山登りを再開するも足取りが重く、さっきまであんなに楽しい気持ちだったのに、気付けばお母さんが先頭を歩き、私が後方にいてお母さんを待たせてしまっていた。何よりお母さんが歩くスピードを早めた訳じゃないのが問題だ。
お母さんも私が落ち込んでいることに気付き、足を止めて私が追いつくのを待った。
私もお母さんが待ってくれていた事は分かっていたが、合流しても自分の不甲斐なさから顔を上げることが出来なかった。
「いつまでもそんなしょぼくれた顔しないの。お母さんもう何も怒ってないから」
「うん」
お母さんはそういうが一度沈んだ気持ちはそう簡単に立て直せないよ。
視線を下げていると、お母さんが傾いた私の頭に手を置きやさしく頭を撫でた。
「お母さんエルヤがはしゃぎたい気持ちも分かるのよ。私も幼少期の頃無茶ばかりしてたから」
「しっかり者のお母さんが?」
驚きから顔を上げお母さんを見上げた。
「そうよ、考えるより前に先に行動しちゃうようなお転婆娘だったんだから」
「ふーん、じゃ私はお母さんに似たのかな?」
お母さん口元に手をやって少し考えこんでからいった。
「そうかもしれないわよ」
「そっか」
お母さんもお婆ちゃんに沢山叱られたから今があるんだと思った。少し気持ちが軽くなった。
「お母さん早く上を目指そう」
私はお母さんの腕を引っ張り早く上を目指そうと歩き出したが、その選択がまたまた間違いだった。
「エルヤだからって変わらずはしゃいでいい訳じゃないのよ。
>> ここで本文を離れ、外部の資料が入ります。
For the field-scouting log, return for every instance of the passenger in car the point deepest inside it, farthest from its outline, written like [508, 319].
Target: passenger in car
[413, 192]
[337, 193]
さっきも緊張感持ってって言ったでしょ。
初めからそんなにとばしてたら、体力が後半持たなくなるから、急がなくていいから、極力体に負担かけないように歩きなさい」
「はーい」
お母さんの言うとおり、無理をしないで一歩一歩止まることなく山を登っていく。
20分ほど歩き、無理なく歩いてたつもりだったけど、上に登るほどに徐々に傾斜は上がっていき私の体力を奪っていった。
そしてその5分後には体力の限界がきてお母さんに一声を掛けた。
「ねぇーお母さんまだ登るの私そろそろ疲れたよ」
地べたに尻をつけて、上がった息を整えた。
「そうね少し休みましょうか」
お母さんは息は上がってないものの、額から汗が沢山流れていた。
私はバッグから飲み物を探すために、チャックを開き手探りで手を突っ込んで、引き抜くと出てきたものは、濃厚な牛乳だった。
流石にこんな喉がカラカラなときに濃い牛乳なんて飲めたものじゃない。自宅で『お母さんが水を持っていきない』言ったのが今になってようやく分かった。
私とお母さんは水分補給をすませて、少しの時間お喋りをした。少し気になってたこともあったし。
「お母さん本当に竜なんているのかな?」
「エルヤは疑り深いわね。何度もいるって言ってるでしょ。それから竜じゃなくてリップって呼んであげて」
「リップねぇ、竜にしては可愛過ぎる名前じゃない?竜がそんな名前つけるかなぁ?」
「リップはお母さんがつけた名前よ。本当の名前は別にあっと思うけど、えーと、なんだったかしら?……
お母さんも忘れちゃった」
結構大事なことだと思うけど、お母さんもやっぱり抜けてるとこは抜けてるよね。
「リップか」
竜=リップ。あまり馴染みがないから一度口に出して言ってみた。
「エルヤは小さい時のこと思い出せない?
よくリップがあなたのことあやしてくれてたのよ」
「んー覚えてないなー」
記憶はないけど、リップの名前を言った時になんでか初めてではないような感じがした。頭では忘れているけど体はわずかにその名前を覚えているようだ。
「リップに会えばきっと思い出すと思うわ。よし行きましょう。きっとすぐ近くまできてると思う」
お母さんはそう言うと立ち上がり私の腕を掴み私を立ち上がらせた。